Tech Companies Resisting Online Safety Crackdown Shouldn't Be Welcome In The UK, Former Culture Secretary Says
The Online Safety Bill is working through parliament (Alamy)
Former Culture Secretary Nicky Morgan has said the UK should not back down on tough new rules that could see tech bosses sent to jail for failing to protect children online even if global firms won't sign up to them as the landmark Online Safety Bill works through parliament.
Baroness Nicky Morgan, a Conservative peer, said she was unsure if social media companies were truly committed to safeguarding, and it will be down to how they respond to the government’s flagship new legislation to know for sure.
A recent amendment was made to the Online Safety Bill following a rebellion by dozens of Conservative MPs, which will make senior managers at tech giants criminally liable if their platforms persistently fail to protect children from harm on the internet and they ignore regulatory warnings.
Rishi Sunak agreed to alter the draft legislation despite concerns extending criminal liability for a breach of child safety duties could see fewer services available to young people, or some providers choosing to withdraw from the UK market altogether.
But Morgan told PoliticsHome podcast The Rundown that it was right that ministers took a stand on child protection, and that “politicians and politics has now got to think about the kind of internet that we want”.
Morgan, who served in David Cameron and Boris Johnson’s governments, believed the bill in its current form did address senior management liability, and that it was important this element was retained in order to protect young people online.
"My take on it would be that if a company decides that the UK is an unattractive place to be because they might have liability for not safeguarding, particularly the young against harmful content, then my question back is, do we want that company in the UK?," she said.

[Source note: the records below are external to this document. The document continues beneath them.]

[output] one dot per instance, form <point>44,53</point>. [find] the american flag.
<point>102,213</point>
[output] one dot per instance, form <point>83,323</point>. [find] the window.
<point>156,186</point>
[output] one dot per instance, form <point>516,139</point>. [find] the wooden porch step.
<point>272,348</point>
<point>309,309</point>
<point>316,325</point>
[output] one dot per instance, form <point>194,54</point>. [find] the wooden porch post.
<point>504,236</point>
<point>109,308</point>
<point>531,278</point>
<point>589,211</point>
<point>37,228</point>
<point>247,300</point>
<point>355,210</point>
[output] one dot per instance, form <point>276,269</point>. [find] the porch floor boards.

"Tech companies are obviously going to be innovative, we want to support those companies, but equally I think we have got to make a stand now.

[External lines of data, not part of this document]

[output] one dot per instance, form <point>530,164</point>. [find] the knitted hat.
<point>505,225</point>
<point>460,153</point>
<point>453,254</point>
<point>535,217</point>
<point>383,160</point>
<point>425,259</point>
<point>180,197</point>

“Whether we're talking about companies that pollute our rivers, whether we're talking about companies that encourage underage people to smoke or to vape, whether we're talking about protecting the young in other ways, I think we are as a country taking a stand now.”
Morgan, who is pushing for a new amendment to force social media platforms to follow regulatory guidelines specifically protecting women and girls from online abuse, was critical about the fact that a small number of tech companies had largely dictated the culture around how they operate.

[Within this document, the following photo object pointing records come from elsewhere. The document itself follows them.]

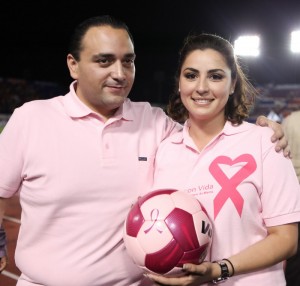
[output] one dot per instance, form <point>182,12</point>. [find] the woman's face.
<point>205,85</point>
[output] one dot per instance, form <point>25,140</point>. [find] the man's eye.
<point>102,61</point>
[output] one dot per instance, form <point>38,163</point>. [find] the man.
<point>79,161</point>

"There are these big companies, many of whom start on the West Coast of America, and yet it's America that is most definitely not leading the world," she said.
“They are having in many states the debate about regulating content and platforms and everything else, but the American government, even with someone like Joe Biden in charge, and he did in his State of the Union speech very recently talk about protecting children online, but I think they are a long way from coming up with legislation.
“That is a problem with these big, multi-jurisdictional companies, the UK can only do so much in terms of regulating what happens in the UK, and what's seen in the UK.”
Last week Sunak created a new science and tech-focused ministry at the heart of government – the Department of Science, Innovation & Technology – which as well as now taking over jurisdiction for the Online Safety Bill, is part of plans set out by Chancellor Jeremy Hunt last month “to make Britain the world’s next Silicon Valley”.
But Morgan was unsure if the big social media success stories to have come out of Silicon Valley like Meta, which owns Facebook and Instagram, have a real desire to clamp down on harmful content.
While she felt the Online Safety Bill, which has been repeatedly delayed, already included measures to "come down potentially very hard" on tech companies, how it works in practice will be the real test.
“They will email us, those of us who are speaking out on the bill, and they will ask for meetings, and they will say that they welcome regulation, they want to change," she explained.
“And undoubtedly, some actually do, but the proof will be over the next couple of years about the choices they make in terms of designing platforms, designing safety, features, the way that they are going to make money through advertising or the use of algorithms, their interactions with Ofcom for example, how open those are going to be.”
Morgan added: “I think this is an important moment and I hope that companies will respond.”